The Financial Services Authority (OJK) issued Circular 24/SEOJK.03/2023 to implement IT management regulations by mandating commercial banks to conduct periodic self-assessments of their digital maturity. Banks must evaluate eight key aspects, including IT governance, cybersecurity, and data, using standardized frameworks and submit their first assessment results by June 2024. This requirement applies to all conventional and Sharia commercial banks to monitor digital transformation progress and infrastructure reliability.

Indonesia

Otoritas Jasa Keuangan (Financial Services Authority)

OJK Circular 24/SEOJK.03/2023 Regarding the Assessment of Digital Maturity Levels for Commercial Banks

ABSTRACT: To implement Article 66 of Financial Services Authority Regulation Number 11/POJK.03/2022 concerning the Implementation of Information Technology by Commercial Banks, it is necessary to establish a Financial Services Authority Circular regarding the Assessment of Digital Maturity Levels for Commercial Banks.

The legal basis for this Financial Services Authority Circular is: POJK Number 11/POJK.03/2022.

The digital maturity level is a condition that reflects the fulfillment of all aspects in IT implementation in accordance with the IT Regulation (POJK PTI) and the Bank's readiness to support digital transformation. The assessment of the digital maturity level serves as a guide to determine, evaluate, and assess the level of a Bank's digitalization, thereby revealing the Bank's digitalization condition. This guide can also be used as a monitoring tool by the Bank and the Financial Services Authority regarding the progress of digital transformation carried out by the Bank. The assessment of the Bank's digital maturity level can serve as a reference for the Bank to understand the reliability of IT infrastructure and IT infrastructure management, which can be used by the Bank as a basis for consideration for developing more comprehensive products and services for consumers.

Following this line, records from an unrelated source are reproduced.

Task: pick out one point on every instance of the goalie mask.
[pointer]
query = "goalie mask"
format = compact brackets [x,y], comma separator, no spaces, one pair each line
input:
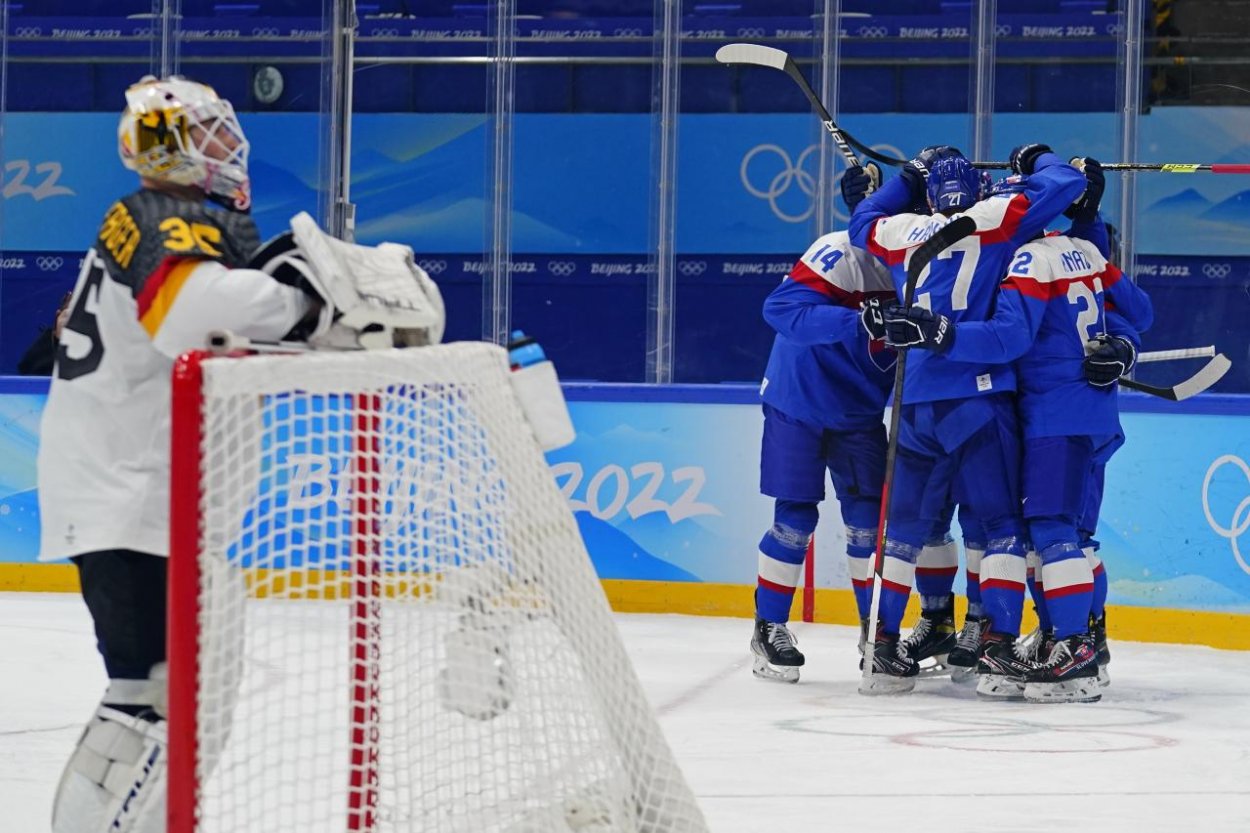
[179,131]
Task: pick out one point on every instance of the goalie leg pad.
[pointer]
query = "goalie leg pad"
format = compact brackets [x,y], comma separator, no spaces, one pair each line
[115,779]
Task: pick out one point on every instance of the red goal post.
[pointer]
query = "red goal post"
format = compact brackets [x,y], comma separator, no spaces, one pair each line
[381,612]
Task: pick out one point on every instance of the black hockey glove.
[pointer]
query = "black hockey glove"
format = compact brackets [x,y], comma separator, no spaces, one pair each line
[1108,358]
[1085,208]
[1024,156]
[915,327]
[873,318]
[859,183]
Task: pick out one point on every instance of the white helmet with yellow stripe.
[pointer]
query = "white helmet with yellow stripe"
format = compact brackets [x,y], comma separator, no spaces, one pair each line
[179,131]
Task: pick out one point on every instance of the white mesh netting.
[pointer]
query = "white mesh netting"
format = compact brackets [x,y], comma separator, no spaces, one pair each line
[400,628]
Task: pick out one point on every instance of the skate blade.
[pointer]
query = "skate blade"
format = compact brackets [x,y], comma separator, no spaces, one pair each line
[938,667]
[886,686]
[996,687]
[764,669]
[963,674]
[1073,691]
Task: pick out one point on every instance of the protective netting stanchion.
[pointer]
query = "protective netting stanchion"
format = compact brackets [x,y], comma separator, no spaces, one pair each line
[396,624]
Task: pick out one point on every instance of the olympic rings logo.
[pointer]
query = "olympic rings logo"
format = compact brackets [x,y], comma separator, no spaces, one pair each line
[791,173]
[1240,520]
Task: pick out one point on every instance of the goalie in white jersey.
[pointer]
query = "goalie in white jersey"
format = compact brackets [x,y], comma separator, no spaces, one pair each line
[165,270]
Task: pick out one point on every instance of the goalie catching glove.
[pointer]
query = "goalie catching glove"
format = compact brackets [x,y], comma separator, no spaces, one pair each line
[371,297]
[915,327]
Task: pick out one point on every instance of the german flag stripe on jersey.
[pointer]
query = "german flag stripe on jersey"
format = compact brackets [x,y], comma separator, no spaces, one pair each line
[160,289]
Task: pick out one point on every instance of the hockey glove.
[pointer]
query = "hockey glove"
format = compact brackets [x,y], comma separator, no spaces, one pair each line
[915,327]
[1024,156]
[1085,208]
[873,318]
[859,183]
[1108,358]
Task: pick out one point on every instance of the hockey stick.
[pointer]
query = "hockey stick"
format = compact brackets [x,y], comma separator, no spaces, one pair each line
[779,59]
[946,237]
[1210,373]
[1169,355]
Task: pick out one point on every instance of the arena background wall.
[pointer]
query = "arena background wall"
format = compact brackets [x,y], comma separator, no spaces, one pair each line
[664,484]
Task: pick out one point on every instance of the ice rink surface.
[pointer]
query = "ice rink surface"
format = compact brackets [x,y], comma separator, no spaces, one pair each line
[1166,749]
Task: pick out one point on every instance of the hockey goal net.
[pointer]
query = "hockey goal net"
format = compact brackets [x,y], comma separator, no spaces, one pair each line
[383,615]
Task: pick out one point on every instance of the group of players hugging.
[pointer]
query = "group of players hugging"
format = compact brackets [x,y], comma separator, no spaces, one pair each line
[1015,339]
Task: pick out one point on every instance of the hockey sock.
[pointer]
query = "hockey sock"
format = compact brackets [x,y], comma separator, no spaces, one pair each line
[936,568]
[973,554]
[898,572]
[860,518]
[781,552]
[1033,563]
[1003,578]
[860,544]
[1098,599]
[1069,588]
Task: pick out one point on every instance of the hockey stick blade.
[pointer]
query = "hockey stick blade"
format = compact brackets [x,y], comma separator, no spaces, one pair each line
[943,239]
[1201,380]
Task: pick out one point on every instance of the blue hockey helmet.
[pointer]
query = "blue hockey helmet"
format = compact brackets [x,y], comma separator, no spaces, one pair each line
[954,184]
[1013,184]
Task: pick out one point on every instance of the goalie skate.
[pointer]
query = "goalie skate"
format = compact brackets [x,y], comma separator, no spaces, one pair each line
[776,657]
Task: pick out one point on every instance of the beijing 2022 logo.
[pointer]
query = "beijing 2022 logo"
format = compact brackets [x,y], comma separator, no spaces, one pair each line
[1240,520]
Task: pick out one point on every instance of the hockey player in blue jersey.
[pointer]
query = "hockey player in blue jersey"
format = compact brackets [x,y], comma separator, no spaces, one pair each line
[958,435]
[1051,314]
[824,395]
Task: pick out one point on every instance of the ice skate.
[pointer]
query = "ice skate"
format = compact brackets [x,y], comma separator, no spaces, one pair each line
[775,653]
[1098,627]
[931,641]
[1001,668]
[968,647]
[894,672]
[1068,676]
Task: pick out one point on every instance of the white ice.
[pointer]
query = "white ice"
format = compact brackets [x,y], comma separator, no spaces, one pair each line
[1166,749]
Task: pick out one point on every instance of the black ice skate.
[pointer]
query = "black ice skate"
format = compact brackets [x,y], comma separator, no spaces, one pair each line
[931,641]
[1098,627]
[1068,676]
[968,648]
[1001,668]
[894,672]
[775,653]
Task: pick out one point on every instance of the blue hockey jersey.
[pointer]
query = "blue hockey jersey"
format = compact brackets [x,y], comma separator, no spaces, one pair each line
[961,282]
[823,369]
[1059,293]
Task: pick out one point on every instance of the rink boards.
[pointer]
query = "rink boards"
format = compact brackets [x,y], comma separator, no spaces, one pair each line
[664,487]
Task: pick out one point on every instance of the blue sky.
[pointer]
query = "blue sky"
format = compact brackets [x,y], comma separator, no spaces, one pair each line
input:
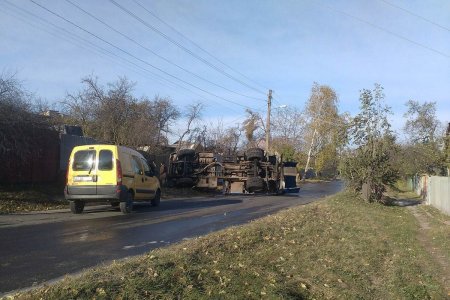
[282,45]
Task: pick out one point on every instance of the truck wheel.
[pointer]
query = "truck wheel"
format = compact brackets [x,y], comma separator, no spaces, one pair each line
[185,153]
[254,153]
[255,184]
[127,206]
[76,206]
[155,201]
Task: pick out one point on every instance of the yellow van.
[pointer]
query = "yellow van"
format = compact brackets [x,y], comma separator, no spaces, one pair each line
[116,174]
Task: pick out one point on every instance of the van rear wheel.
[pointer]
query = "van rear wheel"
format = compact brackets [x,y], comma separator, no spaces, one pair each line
[127,206]
[76,206]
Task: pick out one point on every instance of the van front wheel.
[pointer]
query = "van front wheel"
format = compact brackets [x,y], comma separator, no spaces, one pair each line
[127,206]
[76,206]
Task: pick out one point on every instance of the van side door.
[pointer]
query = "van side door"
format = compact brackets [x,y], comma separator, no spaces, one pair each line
[152,182]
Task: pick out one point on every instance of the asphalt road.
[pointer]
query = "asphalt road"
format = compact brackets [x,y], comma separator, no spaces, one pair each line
[38,247]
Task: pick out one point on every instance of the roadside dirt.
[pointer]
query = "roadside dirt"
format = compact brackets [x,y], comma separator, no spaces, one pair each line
[424,237]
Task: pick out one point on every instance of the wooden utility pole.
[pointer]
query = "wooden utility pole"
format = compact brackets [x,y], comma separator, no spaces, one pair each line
[269,105]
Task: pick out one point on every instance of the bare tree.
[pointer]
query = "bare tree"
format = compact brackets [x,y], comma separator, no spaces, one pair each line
[112,114]
[193,114]
[165,114]
[321,113]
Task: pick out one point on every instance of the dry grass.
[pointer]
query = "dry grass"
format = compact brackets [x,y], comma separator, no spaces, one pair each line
[22,198]
[341,248]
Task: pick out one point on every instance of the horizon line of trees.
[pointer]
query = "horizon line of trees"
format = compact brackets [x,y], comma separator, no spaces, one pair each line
[363,148]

The Bank conducts self-assessments of its digital maturity level periodically, at least once (1) in one (1) year, considering changes in the Bank's internal and external conditions. The Bank's digital maturity level assessment covers the assessment of the following aspects:

IT Governance;
IT Architecture;
IT Risk Management;
Resilience and Cybersecurity;
Technology;
Data;
Collaboration; and
Consumer Protection.

In conducting the Bank's digital maturity assessment, the Bank analyzes the implementation of controls over the Bank's digital maturity aspects as listed in Appendix I of this OJK Circular.

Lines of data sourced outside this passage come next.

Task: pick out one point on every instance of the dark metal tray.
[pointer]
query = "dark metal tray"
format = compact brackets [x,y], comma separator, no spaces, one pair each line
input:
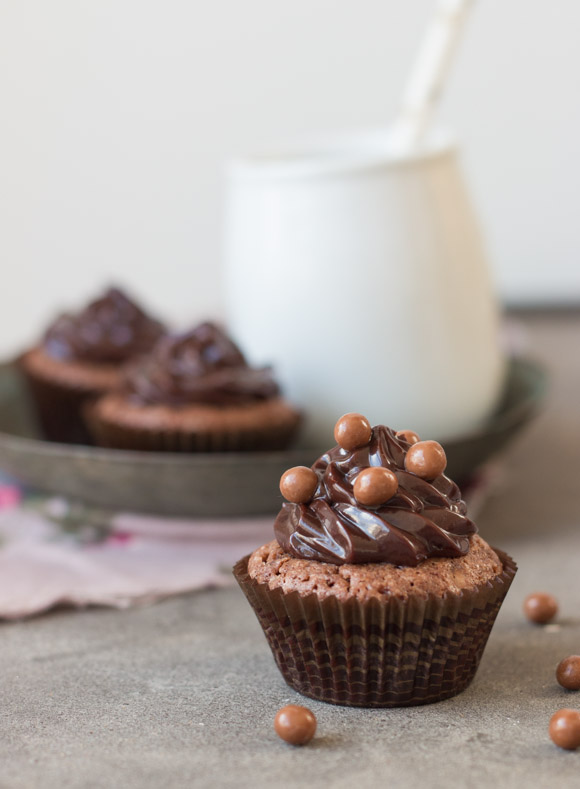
[212,485]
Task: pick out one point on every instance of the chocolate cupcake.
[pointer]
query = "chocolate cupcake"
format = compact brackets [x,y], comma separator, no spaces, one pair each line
[377,591]
[80,358]
[195,393]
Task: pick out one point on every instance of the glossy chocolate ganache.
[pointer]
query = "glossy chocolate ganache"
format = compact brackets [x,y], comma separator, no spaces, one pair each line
[109,330]
[199,366]
[379,496]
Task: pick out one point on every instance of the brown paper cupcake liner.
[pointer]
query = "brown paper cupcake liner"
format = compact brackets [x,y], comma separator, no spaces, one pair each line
[390,653]
[118,436]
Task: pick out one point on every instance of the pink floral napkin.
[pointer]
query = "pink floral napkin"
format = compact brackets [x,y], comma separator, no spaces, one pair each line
[54,552]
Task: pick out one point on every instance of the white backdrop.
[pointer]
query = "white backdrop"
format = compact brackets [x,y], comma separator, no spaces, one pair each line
[116,117]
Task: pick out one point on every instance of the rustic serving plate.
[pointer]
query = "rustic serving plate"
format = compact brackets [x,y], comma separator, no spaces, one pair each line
[212,485]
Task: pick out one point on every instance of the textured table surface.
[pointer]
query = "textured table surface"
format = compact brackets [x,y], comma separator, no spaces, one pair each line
[184,693]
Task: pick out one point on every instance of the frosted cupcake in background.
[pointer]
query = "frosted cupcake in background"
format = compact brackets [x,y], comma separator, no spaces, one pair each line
[81,356]
[377,591]
[195,392]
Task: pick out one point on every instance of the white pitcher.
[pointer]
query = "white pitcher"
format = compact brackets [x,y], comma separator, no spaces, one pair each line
[359,274]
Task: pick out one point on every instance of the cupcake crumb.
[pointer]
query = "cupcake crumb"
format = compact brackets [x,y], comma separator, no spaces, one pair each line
[269,564]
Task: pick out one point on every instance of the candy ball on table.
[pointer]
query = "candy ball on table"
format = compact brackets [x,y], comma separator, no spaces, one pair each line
[568,672]
[295,724]
[540,607]
[564,729]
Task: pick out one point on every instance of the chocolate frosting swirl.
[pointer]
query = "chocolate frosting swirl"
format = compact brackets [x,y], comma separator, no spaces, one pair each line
[423,519]
[199,366]
[109,330]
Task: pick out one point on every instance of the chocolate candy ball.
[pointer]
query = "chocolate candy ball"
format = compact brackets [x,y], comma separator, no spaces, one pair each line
[540,607]
[352,431]
[565,729]
[408,435]
[298,484]
[295,724]
[374,486]
[426,459]
[568,672]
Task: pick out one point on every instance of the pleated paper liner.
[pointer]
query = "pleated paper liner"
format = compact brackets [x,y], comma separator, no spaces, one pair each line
[117,435]
[390,653]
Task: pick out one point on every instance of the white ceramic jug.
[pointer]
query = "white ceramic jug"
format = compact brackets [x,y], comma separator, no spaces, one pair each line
[360,275]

The Bank uses the worksheet format for assessing the quality of implementation of the Bank's digital maturity aspects as listed in Appendix II of this OJK Circular. Subsequently, the Bank determines the quality level of the implementation of the digital maturity aspects and the determination of the Bank's digital maturity level in accordance with Appendix III of this OJK Circular.

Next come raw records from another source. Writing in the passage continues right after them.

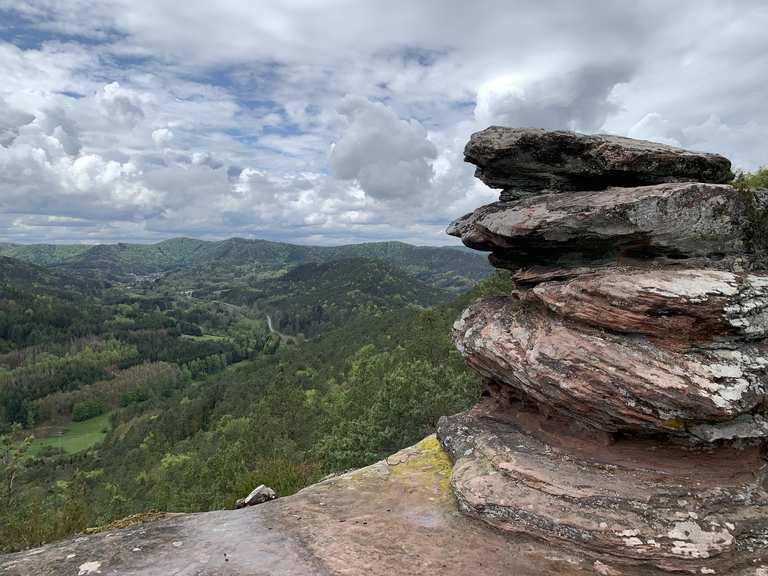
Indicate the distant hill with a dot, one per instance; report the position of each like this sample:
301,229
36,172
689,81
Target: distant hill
443,267
314,297
39,305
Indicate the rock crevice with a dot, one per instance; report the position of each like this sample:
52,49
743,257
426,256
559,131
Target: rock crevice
624,377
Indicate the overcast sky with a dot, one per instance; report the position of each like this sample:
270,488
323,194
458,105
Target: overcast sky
327,122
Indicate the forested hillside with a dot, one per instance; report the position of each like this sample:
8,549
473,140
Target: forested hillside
171,391
441,267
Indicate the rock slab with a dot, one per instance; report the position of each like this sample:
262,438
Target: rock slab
527,160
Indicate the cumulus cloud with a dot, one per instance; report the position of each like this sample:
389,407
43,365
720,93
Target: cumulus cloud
388,156
121,105
162,136
10,122
575,100
117,122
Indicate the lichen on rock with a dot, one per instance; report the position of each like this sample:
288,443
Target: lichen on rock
625,377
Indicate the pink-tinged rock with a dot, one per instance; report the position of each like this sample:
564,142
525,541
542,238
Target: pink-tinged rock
686,220
636,505
679,307
613,382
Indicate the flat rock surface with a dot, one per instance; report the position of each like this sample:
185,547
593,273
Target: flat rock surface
613,382
638,504
527,160
686,220
397,516
677,307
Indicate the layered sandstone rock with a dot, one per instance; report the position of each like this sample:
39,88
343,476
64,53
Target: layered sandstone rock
624,379
524,160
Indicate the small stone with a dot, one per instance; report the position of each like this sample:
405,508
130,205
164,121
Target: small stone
258,495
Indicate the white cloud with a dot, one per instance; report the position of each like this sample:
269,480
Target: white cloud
162,136
571,100
120,105
389,157
118,122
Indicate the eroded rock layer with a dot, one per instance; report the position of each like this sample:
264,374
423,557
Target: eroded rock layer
623,411
633,503
607,380
525,160
687,220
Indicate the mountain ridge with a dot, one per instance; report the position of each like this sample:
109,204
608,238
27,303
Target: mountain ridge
443,267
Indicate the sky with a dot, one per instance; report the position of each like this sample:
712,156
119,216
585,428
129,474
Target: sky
339,121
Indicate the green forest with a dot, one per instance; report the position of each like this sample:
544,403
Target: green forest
180,375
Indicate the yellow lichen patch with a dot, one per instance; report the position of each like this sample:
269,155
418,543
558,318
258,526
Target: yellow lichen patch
128,521
426,462
675,423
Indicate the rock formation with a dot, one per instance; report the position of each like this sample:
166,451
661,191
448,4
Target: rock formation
624,379
395,517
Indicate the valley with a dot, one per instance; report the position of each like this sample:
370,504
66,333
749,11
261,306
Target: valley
175,377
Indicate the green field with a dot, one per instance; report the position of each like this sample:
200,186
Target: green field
75,437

The Bank submits a report of the self-assessment results of its digital maturity level as part of the report on the current condition of the Bank's IT implementation as referred to in the IT Regulation (POJK PTI). The reporting format refers to Appendix IV of this OJK Circular.

The first assessment of the Bank's digital maturity level is conducted by the Bank for the position at the end of December 2023, and the results of said assessment are submitted to the Financial Services Authority no later than the end of June 2024.

NOTES: This Financial Services Authority Circular takes effect on the date of establishment, which is December 14, 2023. This Financial Services Authority Circular applies to conventional commercial banks and Sharia commercial banks, including branches of banks located outside the country and Sharia business units.

Appendix I: 63 PAGES; Appendix II: 2 PAGES; Appendix III: 4 PAGES; Appendix IV: 1 PAGE.